A study shows that one year of aerobic exercise can improve memory function in patients with amnestic mild cognitive impairment (MCI), who experience memory loss and are at high risk for Alzheimer’s disease.
In the US, 11% of the population over the age of 65 has Alzheimer’s disease, and there are about 5.4 million people living with Alzheimer's-related memory impairment. About 10% per year of those with mild cognitive impairment progress to Alzheimer’s disease.
Aerobic exercise is known to improve cardiorespiratory and cognitive function in older adults with and without MCI, although the mechanisms of cognitive improvement are not understood.
This study suggested that aerobic exercise improves brain vascular function, leading to brain function improvement. Specifically, researchers suggest that memory improvement is due to increased blood flow to the Anterior Cingulate Cortex (ACC) area of the brain, which increases with aerobic exercise.
The study used Magnetic Resonance Imaging (MRI) to measure resting cerebral blood flow (CBF) in 30 patients with amnestic MCI.

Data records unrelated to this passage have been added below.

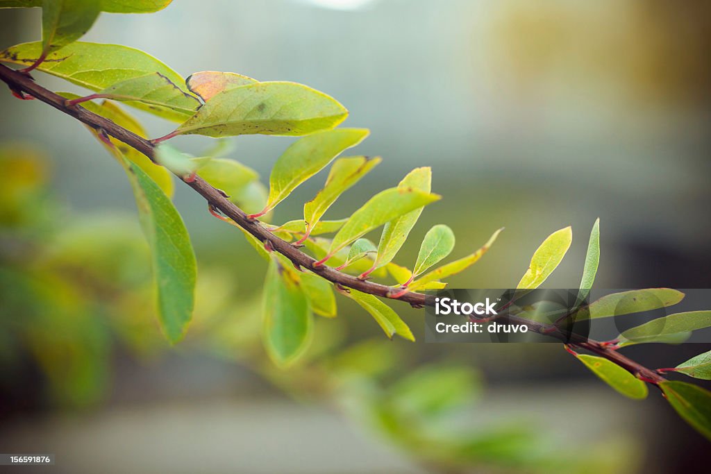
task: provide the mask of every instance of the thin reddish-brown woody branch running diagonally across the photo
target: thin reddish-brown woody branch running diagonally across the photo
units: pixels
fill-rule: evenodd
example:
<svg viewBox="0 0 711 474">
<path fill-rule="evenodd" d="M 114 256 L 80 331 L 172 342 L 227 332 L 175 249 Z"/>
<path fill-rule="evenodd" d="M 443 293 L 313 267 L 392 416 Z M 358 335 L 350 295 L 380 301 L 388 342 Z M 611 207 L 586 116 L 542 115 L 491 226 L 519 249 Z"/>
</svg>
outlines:
<svg viewBox="0 0 711 474">
<path fill-rule="evenodd" d="M 47 90 L 41 85 L 38 85 L 36 82 L 34 82 L 34 80 L 31 79 L 29 75 L 23 74 L 22 72 L 18 72 L 16 70 L 12 70 L 10 68 L 7 68 L 5 65 L 0 64 L 0 80 L 6 82 L 6 84 L 9 85 L 11 90 L 25 92 L 26 94 L 31 95 L 32 97 L 35 97 L 36 99 L 51 105 L 55 109 L 60 110 L 60 112 L 64 112 L 65 114 L 74 117 L 80 122 L 87 124 L 93 129 L 105 131 L 106 134 L 109 134 L 115 139 L 124 142 L 124 144 L 127 144 L 128 146 L 137 149 L 138 151 L 146 155 L 148 158 L 150 158 L 151 161 L 155 161 L 155 146 L 153 143 L 151 143 L 151 141 L 141 138 L 137 134 L 134 134 L 131 131 L 128 131 L 127 129 L 124 129 L 122 126 L 114 124 L 114 122 L 105 119 L 104 117 L 101 117 L 100 115 L 97 115 L 93 112 L 90 112 L 87 109 L 84 109 L 83 107 L 79 107 L 76 104 L 71 104 L 64 97 L 56 95 L 54 92 L 51 92 L 50 90 Z M 356 278 L 355 276 L 341 273 L 341 271 L 332 269 L 329 266 L 314 266 L 314 263 L 316 263 L 315 259 L 313 259 L 307 254 L 304 254 L 304 252 L 301 252 L 292 244 L 289 244 L 289 242 L 285 242 L 276 235 L 272 234 L 272 232 L 269 232 L 269 230 L 267 230 L 258 220 L 250 220 L 243 210 L 238 208 L 237 205 L 235 205 L 234 203 L 230 202 L 230 200 L 225 198 L 225 195 L 223 195 L 220 190 L 214 188 L 207 181 L 203 180 L 203 178 L 201 178 L 200 176 L 195 176 L 194 178 L 178 178 L 181 178 L 184 183 L 196 190 L 196 192 L 203 196 L 203 198 L 205 198 L 205 200 L 207 200 L 210 205 L 220 210 L 220 212 L 223 212 L 223 214 L 227 217 L 230 217 L 230 219 L 235 221 L 237 225 L 239 225 L 240 227 L 242 227 L 242 229 L 246 230 L 251 235 L 256 237 L 260 242 L 268 244 L 268 246 L 275 252 L 279 252 L 279 254 L 282 254 L 284 255 L 284 257 L 287 257 L 287 259 L 291 260 L 294 265 L 309 269 L 310 271 L 323 277 L 324 279 L 331 281 L 333 284 L 346 286 L 348 288 L 362 291 L 363 293 L 369 293 L 375 296 L 381 296 L 383 298 L 389 298 L 392 294 L 392 288 L 390 286 L 373 283 L 372 281 L 363 281 Z M 422 293 L 405 293 L 399 298 L 395 299 L 405 301 L 406 303 L 410 303 L 412 306 L 417 307 L 434 306 L 434 298 L 431 296 L 424 295 Z M 557 328 L 555 328 L 555 326 L 552 325 L 537 323 L 535 321 L 530 321 L 527 319 L 518 318 L 516 316 L 510 315 L 501 315 L 501 319 L 505 321 L 510 321 L 512 323 L 527 325 L 529 330 L 535 333 L 550 335 L 554 338 L 561 340 L 562 342 L 566 342 L 568 340 L 567 335 L 565 335 L 565 333 L 562 333 L 562 331 L 558 330 Z M 637 377 L 646 379 L 648 382 L 658 384 L 659 382 L 663 382 L 665 380 L 663 377 L 661 377 L 661 375 L 654 372 L 653 370 L 650 370 L 647 367 L 643 367 L 637 362 L 634 362 L 634 360 L 630 360 L 628 357 L 625 357 L 619 352 L 616 352 L 616 350 L 611 350 L 610 348 L 607 348 L 604 344 L 599 343 L 597 341 L 588 340 L 581 337 L 579 338 L 579 340 L 570 341 L 570 343 L 579 348 L 584 348 L 586 350 L 589 350 L 590 352 L 594 352 L 597 355 L 605 357 L 606 359 L 611 360 L 620 367 L 624 367 L 624 369 L 628 370 Z"/>
</svg>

Half of the participants were assigned to perform aerobic exercise, and the others to perform non-aerobic stretching. Both groups were age, gender, education and Body Mass Index matched. They underwent training for one year.
The aerobic exercise group was trained to maintain their heart rate (HR) within 55-65% of max HR during exercise. The stretch group performed upper and lower body stretching and maintained their HR below 55% of max HR.
Both groups began training at 30 minutes per session, 3 sessions per week. Exercise frequency and duration were gradually increased to 4-5 sessions per week at 40-50 minutes per session over a period of 6 months, and maintained at that level for another 6 months.
Memory function was assessed using a standard paragraph recall task, and resting CBF was measured at the start and end of training using arterial spin labeling (ASL) MRI.
After one year of training, cardiorespiratory fitness was significantly improved in the exercise group, while there was no change for the stretch group.
Similarly, memory performance improved significantly in the aerobic exercise group, while the stretch group did not show improvement.
Pre and post training CBF increases were shown in the brain regions ACC, the medial frontal gyrus (MFG), and the inferior frontal gyrus in the aerobic group.
The ACC and MFG represent a critical node in working memory, involved in monitoring of memory and allocation of attention supporting memory.
Increase in CBF in the ACC shown in this study is in line with findings of previous studies, which demonstrated aerobic exercise induced CBF increase in the ACC brain region in cognitively normal older adults.